Jules saw comprehension and relief on Max’s face. The man was tired if he was letting such basic emotions show.
“Sorry.” Max even smiled. “I just . . .” He let out a burst of air. “I mean, talk about making things even more complicated . . .”
It was amazing. Max hadn’t recoiled in horror at the idea. His concern had been for Jules, about potentially hurting his tender feelings. And even now, he wasn’t trying to turn it all into a bad joke.
And he claimed they weren’t friends.
Jules felt his throat tighten. “You can’t know,” he told his friend quietly, “how much I appreciate your acceptance and respect.”

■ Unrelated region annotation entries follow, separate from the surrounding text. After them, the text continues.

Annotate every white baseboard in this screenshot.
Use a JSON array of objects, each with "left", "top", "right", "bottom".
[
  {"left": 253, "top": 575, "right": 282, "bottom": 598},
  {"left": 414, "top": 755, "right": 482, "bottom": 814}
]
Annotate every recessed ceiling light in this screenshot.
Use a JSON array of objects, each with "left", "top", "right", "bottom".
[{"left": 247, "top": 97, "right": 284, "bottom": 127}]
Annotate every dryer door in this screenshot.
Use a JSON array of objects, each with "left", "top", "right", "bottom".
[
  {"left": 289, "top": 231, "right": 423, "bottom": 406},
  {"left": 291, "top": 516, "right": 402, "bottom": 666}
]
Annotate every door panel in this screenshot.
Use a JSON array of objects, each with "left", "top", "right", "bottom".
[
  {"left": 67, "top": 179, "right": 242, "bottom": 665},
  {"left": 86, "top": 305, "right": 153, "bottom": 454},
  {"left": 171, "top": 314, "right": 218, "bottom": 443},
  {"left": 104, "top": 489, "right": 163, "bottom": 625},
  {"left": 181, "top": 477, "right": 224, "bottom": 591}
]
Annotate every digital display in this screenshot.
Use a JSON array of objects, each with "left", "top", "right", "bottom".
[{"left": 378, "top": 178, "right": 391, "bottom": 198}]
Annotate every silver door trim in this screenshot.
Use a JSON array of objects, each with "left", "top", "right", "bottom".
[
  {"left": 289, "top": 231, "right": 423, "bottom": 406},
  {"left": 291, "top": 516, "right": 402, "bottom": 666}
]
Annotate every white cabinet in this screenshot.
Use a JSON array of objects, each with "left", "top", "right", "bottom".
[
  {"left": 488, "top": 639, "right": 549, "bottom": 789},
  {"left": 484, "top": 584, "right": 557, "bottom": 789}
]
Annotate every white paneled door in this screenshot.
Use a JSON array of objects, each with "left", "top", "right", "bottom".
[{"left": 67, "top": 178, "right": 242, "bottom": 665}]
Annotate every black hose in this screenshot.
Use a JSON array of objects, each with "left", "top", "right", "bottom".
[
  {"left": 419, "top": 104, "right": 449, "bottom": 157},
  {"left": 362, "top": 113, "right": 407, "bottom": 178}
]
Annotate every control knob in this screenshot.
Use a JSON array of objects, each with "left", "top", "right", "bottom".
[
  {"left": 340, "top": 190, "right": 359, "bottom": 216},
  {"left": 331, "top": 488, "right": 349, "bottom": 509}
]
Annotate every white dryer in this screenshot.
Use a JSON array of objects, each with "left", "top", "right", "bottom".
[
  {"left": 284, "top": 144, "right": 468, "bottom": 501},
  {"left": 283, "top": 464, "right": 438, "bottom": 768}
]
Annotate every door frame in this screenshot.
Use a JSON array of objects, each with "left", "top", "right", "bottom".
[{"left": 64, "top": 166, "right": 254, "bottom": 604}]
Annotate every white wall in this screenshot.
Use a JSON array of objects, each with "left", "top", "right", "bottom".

“My father was born in India,” Max told him, “in 1930. His mother was white—American. His father was not just Indian, but lower caste. The intolerance he experienced both there and later, even in America, made him a . . . very bitter, very hard, very, very unhappy man.” He glanced at Jules again. “I know personality plays into it, and maybe you’re just stronger than he was, but . . . People get knocked down all the time. They can either stay there, wallow in it, or . . . Do what you’ve done—what you do. So yeah. I respect you more than you know.”
Holy shit.
Weeping was probably a bad idea, so Jules grabbed onto the alternative. He made a joke. “I wasn’t aware that you even had a father. I mean, rumors going around the office have you arriving via flying saucer—”
“I would prefer not to listen to aimless chatter all night long,” Max interrupted him. “So if you’ve made your point . . . ?”
Ouch.
“Okay,” Jules said. “I’m so not going to wallow in that. Because I do have a point. See, I said what I said because I thought I’d take the talk-to-an-eight-year-old approach with you. You know, tell you how much I love you and how great you are in part one of the speech—”
“Speech.” Max echoed.
“Because part two is heavily loaded with the silent-but-implied ‘you are such a freaking idiot.’ ”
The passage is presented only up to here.